El proceso duró aproximadamente dos años y requirió una estrecha coordinación entre Tecsofuel, Mepsan y los organismos certificadores. Se contó con el soporte técnico permanente de Mepsan y la participación activa de su Departamento de Ingeniería, que aportó la documentación, adecuaciones de producto y asistencia técnica para cumplir con los requisitos argentinos.
3. Las diferencias regulatorias respecto a Chile
Lo primero fue identificar las exigencias argentinas, que difieren significativamente de las aplicadas en Chile. En Argentina es obligatorio realizar ensayos completos del surtidor, con un mayor nivel de detalle en el despiece y documentación técnica de los componentes.
3.1 Configuraciones del mercado argentino
El mercado argentino utiliza configuraciones particulares — como recogedores de mangueras y visores de combustible de proveedores homologados localmente — y no suele usar surtidores con sistemas de mezcla para obtener gasolina de 95 octanos a partir de 93 y 97, una práctica habitual en otros mercados.
3.2 El nivel de detalle documental exigido
Las barreras de entrada son más exigentes que en Chile. La autoridad argentina requiere certificaciones individuales de cada componente crítico, diagramas eléctricos y electrónicos completos, documentación técnica detallada, informes de ensayo de laboratorio (emitidos por Lenor) y antecedentes de trazabilidad de los equipos.
4. Aprendizajes clave
De este proyecto se desprenden tres aprendizajes que hoy aplicamos a cada certificación.

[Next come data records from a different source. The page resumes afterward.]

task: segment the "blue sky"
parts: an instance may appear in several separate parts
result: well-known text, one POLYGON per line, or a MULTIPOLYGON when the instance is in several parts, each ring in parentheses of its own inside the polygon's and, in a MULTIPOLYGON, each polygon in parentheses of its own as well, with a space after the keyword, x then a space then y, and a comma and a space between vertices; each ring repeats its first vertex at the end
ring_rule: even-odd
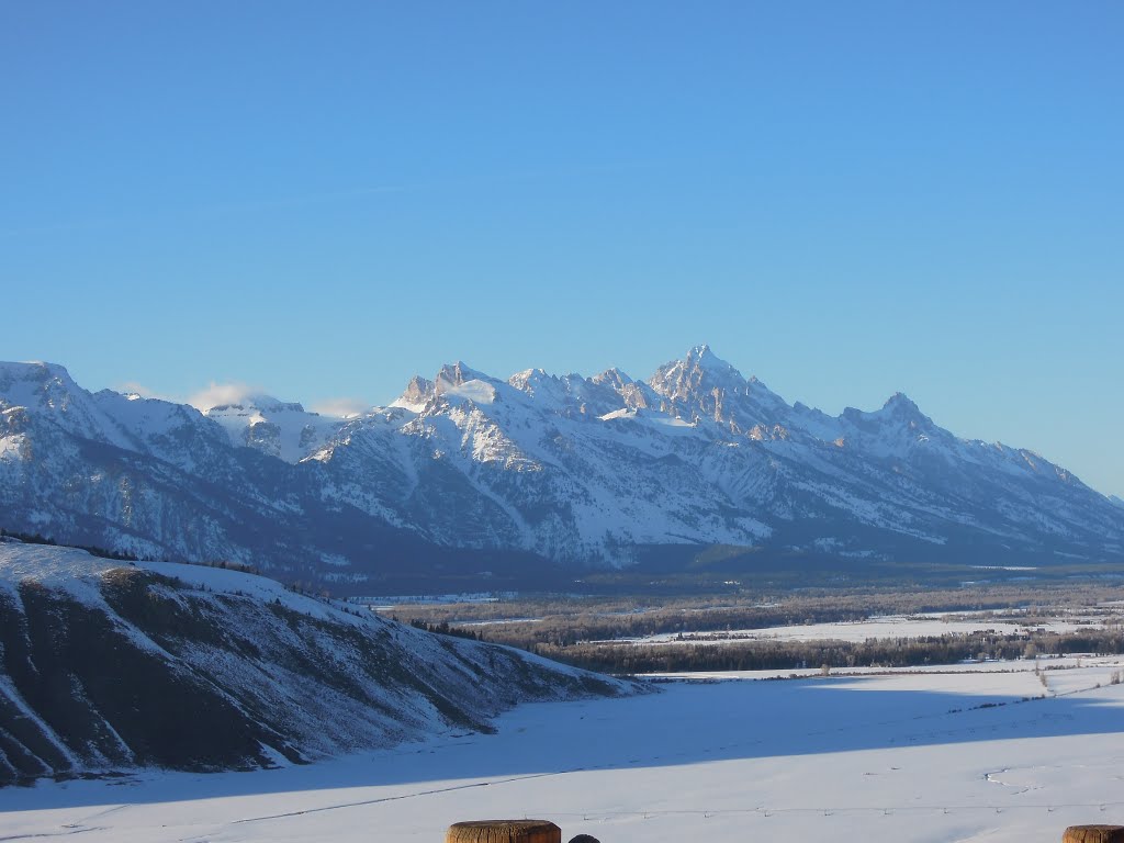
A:
POLYGON ((0 359, 381 404, 707 342, 1124 495, 1124 6, 0 0, 0 359))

Entender el alcance y propósito de cada certificado. No todos cumplen la misma función ni tienen el mismo alcance normativo. Comprender las acreditaciones OIML y el rol de los laboratorios acreditados es el primer paso.
Gestionar la documentación con método. Identificar los antecedentes faltantes con anticipación evita meses de retraso. Cada requerimiento debe interpretarse correctamente, entregando solo la información pertinente: la documentación excesiva genera confusión en la evaluación.
Coordinar, no solo ejecutar. La certificación es un proceso vivo donde ingeniería, área comercial y organismo certificador deben hablar el mismo idioma durante meses.
5. Acreditación permanente para NCM
El resultado final fue la acreditación de NCM, que le permite comercializar dispensadores Mepsan en Argentina sin restricciones. Sin la certificación correspondiente, no es posible vender legalmente estos equipos en ese país.
A diferencia de Chile, donde la certificación debe renovarse cada 18 meses, en Argentina tiene carácter permanente una vez obtenida, siempre que se mantengan las condiciones exigidas. Por eso fue clave gestionar el proceso de manera eficiente desde el primer intento.
Este proyecto confirmó algo que en Tecsofuel sostenemos desde hace años: la certificación no es un check al final del proyecto, es el proyecto mismo. Y en mercados como el argentino, esa diferencia se traduce en un activo permanente para nuestros clientes.